If there is no Animator you can change Transform at any time. Stepped is still the most appropriate place, the latest possible time closest to when it is applied, where you’ll have the most up to date inputs possible.
That honestly sounds like a neat idea for a module, to set/disable replication however you want. However, it could come with some implications, like people using it for the wrong reasons when doing all that per client would be the better option.
I made System for that, which replicates every instance to server only when that instance contains “ReplicatedConnection” object. Would be this useful? If I posted that to #resources:community-resources?
Seems like some animators were maybe confused by this post, so here’s my summary:
Before Roblox would pick which side of the animation as the parentPart and the childPart based upon the assembly root part. This causes issue when root part swaps around.
Now parentPart is always Part0 and childPart is always part1
Other hot take-aways from this post:
Update animations on stepped, use transform only
Motor6D be cheap
Questions I have:
Does Motor6D velocity/desired angle/current angle do anything?
Why would you use this over a traditional hinge constraint?
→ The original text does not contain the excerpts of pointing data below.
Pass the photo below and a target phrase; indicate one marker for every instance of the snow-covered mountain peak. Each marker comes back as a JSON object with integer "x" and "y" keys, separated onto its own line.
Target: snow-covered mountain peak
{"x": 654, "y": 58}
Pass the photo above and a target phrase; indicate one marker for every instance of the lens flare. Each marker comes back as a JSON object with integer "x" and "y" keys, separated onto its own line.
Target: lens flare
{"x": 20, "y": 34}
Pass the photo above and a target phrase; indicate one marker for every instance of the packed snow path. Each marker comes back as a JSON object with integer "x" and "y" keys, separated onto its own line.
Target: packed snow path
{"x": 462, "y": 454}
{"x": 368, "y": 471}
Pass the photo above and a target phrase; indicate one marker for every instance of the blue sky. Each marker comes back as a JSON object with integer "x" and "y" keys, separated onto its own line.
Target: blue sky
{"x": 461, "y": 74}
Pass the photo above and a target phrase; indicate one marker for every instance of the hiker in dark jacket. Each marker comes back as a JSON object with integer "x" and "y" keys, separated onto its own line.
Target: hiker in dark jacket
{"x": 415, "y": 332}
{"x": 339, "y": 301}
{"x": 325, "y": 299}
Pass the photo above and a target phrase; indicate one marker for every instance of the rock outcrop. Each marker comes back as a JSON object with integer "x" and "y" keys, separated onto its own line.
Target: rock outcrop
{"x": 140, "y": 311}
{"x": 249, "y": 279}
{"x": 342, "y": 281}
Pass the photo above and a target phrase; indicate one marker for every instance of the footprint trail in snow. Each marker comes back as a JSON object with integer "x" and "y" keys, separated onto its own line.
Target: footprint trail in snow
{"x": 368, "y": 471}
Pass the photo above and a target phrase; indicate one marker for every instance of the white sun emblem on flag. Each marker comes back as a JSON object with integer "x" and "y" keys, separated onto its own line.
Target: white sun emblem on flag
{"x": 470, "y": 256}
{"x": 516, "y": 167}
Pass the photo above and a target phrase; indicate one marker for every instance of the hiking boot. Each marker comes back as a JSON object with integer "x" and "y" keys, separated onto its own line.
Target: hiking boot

Yep… Not that I’d recommend using them. If the Motor6D is not animated by an Animator or the Transform property it will function exactly as they do on the ancient legacy Motor instance that they are inherited from.
You might use the if you wanted something to have some constant rotation, it was a purely visual effect, and you wanted no amount of force to be able to stop it. Parts connected by a Motor6D are a single rigid body. The movement has no physical velocity attached to it and doesn’t apply any torque. It’s an animated weld. I’d usually use a hinge constraint instead.
Same performance cost of an animated Motor6D in general.
Best update ever. I had been dealing with this odd behaviour for a long while which lead me to either abandoning the project or create ugly solutions for those Motor behaviour.
Definitely looking forward to see how this gonna go!!
As much as I’d want to like this update, you just broke a massive amount of vehicles uploaded to Roblox, also putting tens (if not hundreds) of games on halt so we can fix our cars.
So whenever I try to animate my own custom rig with the legacy Motor6D handler, It gets weird (and frustrating real quick). Hopefully this works. Thanks.
This change just inverted all my DesiredAngle inputs…
I understand why this change has to occur but it sucks that many older games who dont update will now potentially have inverted Motor6D behavior with regard to DesiredAngle.